Robust Design of Reconfigurable Intelligent Surfaces for Parameter Estimation in MTC
Sergi Liesegang, Antonio Pascual-Iserte, Olga Muñoz
TL;DR
This work tackles parameter estimation in RIS-aided MTC under NOMA, finite blocklength, and imperfect CSI. It develops an MMSE-based estimator that accounts for FBL and I-CSI, and introduces binary and non-binary RIS training protocols with grouping to estimate cascaded channels efficiently. An SIC decoding framework under short packets is combined with an AO-based robust RIS design, optimizing RIS training, data-phase RIS, group size, and decoding order to minimize the average MSE. Results show that larger RIS surfaces substantially improve estimation accuracy, while the decoding order and training strategy critically influence performance, especially under rapid channel variations. The approach offers a scalable, low-overhead path to reliable parameter estimation in dense MTC networks with RIS assistance.
Abstract
This paper introduces a reconfigurable intelligent surface (RIS) to support parameter estimation in machine-type communications (MTC).

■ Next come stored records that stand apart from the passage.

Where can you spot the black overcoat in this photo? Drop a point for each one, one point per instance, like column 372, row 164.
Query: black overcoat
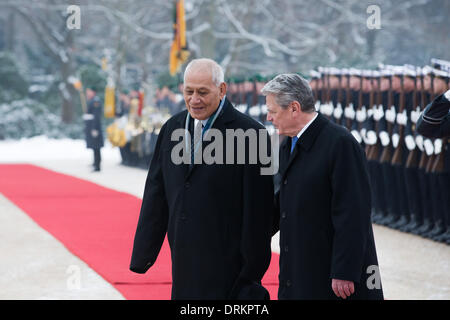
column 217, row 217
column 93, row 121
column 324, row 206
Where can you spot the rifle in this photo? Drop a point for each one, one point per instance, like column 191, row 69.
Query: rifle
column 376, row 98
column 439, row 162
column 413, row 161
column 348, row 101
column 432, row 157
column 386, row 154
column 398, row 152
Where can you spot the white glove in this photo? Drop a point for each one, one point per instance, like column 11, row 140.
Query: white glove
column 415, row 114
column 429, row 148
column 349, row 111
column 361, row 115
column 402, row 118
column 384, row 138
column 337, row 113
column 419, row 142
column 395, row 139
column 437, row 146
column 410, row 143
column 391, row 114
column 378, row 113
column 447, row 95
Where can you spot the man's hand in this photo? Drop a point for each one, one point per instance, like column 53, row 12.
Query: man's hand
column 342, row 288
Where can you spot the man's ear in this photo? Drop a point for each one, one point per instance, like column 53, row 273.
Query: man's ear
column 223, row 89
column 296, row 108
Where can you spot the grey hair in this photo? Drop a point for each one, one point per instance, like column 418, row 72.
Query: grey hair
column 290, row 87
column 216, row 70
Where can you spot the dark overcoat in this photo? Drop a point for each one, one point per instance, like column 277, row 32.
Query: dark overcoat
column 434, row 121
column 325, row 225
column 93, row 121
column 217, row 217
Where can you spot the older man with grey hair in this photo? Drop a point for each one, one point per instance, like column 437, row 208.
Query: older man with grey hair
column 327, row 248
column 217, row 217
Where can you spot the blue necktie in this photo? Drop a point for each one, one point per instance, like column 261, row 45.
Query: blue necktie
column 293, row 142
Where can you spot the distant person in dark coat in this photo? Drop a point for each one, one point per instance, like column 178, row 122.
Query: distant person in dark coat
column 434, row 121
column 218, row 217
column 327, row 248
column 93, row 126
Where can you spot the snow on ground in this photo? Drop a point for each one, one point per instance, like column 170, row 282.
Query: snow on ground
column 411, row 267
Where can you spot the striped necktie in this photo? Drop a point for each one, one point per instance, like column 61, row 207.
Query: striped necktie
column 293, row 142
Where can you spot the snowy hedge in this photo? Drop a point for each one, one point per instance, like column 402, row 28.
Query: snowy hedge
column 27, row 118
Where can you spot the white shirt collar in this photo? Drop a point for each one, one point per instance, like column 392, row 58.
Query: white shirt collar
column 203, row 122
column 306, row 126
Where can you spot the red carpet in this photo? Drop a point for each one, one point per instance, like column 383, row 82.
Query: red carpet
column 96, row 224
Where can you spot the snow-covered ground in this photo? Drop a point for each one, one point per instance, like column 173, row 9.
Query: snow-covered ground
column 411, row 267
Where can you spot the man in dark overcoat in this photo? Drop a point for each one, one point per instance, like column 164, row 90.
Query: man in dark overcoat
column 327, row 248
column 218, row 217
column 93, row 126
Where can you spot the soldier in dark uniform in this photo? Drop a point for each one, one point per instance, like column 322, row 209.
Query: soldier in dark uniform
column 93, row 126
column 434, row 123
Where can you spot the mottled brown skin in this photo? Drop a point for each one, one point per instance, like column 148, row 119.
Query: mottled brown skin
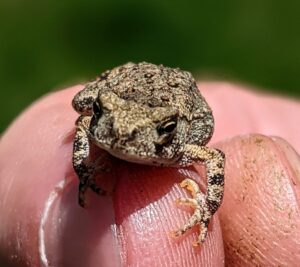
column 151, row 115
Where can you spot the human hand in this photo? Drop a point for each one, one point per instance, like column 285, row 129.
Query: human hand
column 41, row 222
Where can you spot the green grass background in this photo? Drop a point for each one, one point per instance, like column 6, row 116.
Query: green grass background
column 50, row 44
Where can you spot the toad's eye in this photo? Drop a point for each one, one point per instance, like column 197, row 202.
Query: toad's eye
column 97, row 109
column 167, row 127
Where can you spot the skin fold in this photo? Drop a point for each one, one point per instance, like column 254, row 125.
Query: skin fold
column 42, row 224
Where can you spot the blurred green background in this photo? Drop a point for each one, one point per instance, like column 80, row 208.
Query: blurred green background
column 51, row 44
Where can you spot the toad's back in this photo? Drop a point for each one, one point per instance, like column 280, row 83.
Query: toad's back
column 154, row 86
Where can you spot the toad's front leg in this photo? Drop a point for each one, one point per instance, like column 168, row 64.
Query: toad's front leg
column 205, row 205
column 84, row 169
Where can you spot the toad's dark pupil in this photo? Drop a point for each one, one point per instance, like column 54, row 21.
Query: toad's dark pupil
column 97, row 109
column 167, row 127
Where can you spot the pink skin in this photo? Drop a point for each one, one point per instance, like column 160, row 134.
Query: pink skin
column 41, row 222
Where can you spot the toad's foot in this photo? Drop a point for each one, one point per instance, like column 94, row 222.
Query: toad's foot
column 201, row 215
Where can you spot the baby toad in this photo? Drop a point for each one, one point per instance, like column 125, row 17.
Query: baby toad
column 152, row 115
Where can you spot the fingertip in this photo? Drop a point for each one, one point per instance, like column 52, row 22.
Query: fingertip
column 260, row 212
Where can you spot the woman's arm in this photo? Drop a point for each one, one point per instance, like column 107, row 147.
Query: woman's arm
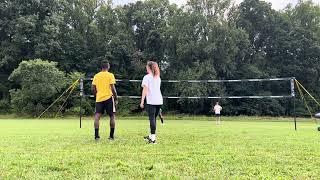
column 143, row 96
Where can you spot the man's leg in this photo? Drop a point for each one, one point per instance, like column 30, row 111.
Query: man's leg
column 111, row 109
column 96, row 125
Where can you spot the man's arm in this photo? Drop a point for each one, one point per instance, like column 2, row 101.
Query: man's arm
column 114, row 92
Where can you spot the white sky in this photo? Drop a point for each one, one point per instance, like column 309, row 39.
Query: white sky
column 276, row 4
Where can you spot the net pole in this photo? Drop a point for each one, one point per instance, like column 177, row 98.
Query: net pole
column 81, row 96
column 292, row 81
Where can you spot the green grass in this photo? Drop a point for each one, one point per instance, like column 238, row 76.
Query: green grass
column 240, row 148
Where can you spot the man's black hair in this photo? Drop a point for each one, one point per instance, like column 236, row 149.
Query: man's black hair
column 105, row 65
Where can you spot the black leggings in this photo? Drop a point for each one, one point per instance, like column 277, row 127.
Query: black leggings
column 153, row 112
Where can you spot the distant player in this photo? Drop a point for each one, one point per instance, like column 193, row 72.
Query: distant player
column 217, row 111
column 151, row 92
column 103, row 87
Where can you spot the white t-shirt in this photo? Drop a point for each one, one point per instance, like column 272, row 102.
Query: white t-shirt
column 154, row 96
column 217, row 109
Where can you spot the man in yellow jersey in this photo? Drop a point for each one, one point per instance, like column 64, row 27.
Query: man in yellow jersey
column 103, row 87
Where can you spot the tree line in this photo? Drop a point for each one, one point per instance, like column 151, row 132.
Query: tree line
column 207, row 39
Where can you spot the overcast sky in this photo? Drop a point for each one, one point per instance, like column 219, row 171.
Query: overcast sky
column 276, row 4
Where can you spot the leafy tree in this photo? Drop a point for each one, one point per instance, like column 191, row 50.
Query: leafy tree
column 39, row 81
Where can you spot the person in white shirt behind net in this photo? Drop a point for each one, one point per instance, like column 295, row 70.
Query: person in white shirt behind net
column 217, row 111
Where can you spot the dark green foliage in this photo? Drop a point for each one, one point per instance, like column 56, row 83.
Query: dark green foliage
column 39, row 81
column 211, row 39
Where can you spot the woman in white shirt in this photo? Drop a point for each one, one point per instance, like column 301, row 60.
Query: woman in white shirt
column 152, row 94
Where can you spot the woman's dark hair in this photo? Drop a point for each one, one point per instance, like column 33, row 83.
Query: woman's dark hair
column 105, row 65
column 154, row 68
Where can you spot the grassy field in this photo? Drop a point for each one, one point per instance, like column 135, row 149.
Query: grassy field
column 188, row 148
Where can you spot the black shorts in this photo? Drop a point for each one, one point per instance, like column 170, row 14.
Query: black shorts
column 107, row 105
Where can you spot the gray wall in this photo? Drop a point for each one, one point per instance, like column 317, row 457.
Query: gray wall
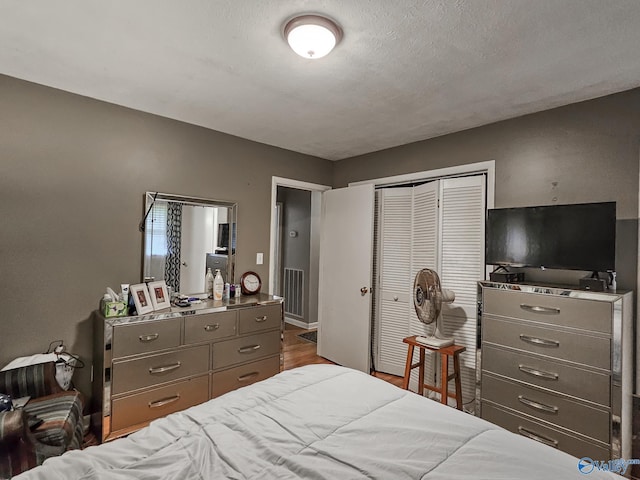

We focus on a network where single-antenna sensors transmit spatially correlated measurements to a multiple-antenna collector node (CN) via non-orthogonal multiple access. We propose an estimation scheme based on the minimum mean square error (MMSE) criterion. We also integrate successive interference cancelation (SIC) at the receiver to mitigate communication failures in noisy and interference-prone channels under the finite blocklength (FBL) regime. Moreover, recognizing the importance of channel state information (CSI), we explore various methodologies for its acquisition at the CN. We statistically design the RIS configuration and SIC decoding order to minimize estimation error while accounting for channel temporal variations and short packet lengths. To mirror practical systems, we incorporate the detrimental effects of FBL communication and imperfect CSI errors in our analysis. Simulations demonstrate that larger reflecting surfaces lead to smaller MSEs and underscore the importance of selecting an appropriate decoding order for accuracy and ultimate performance.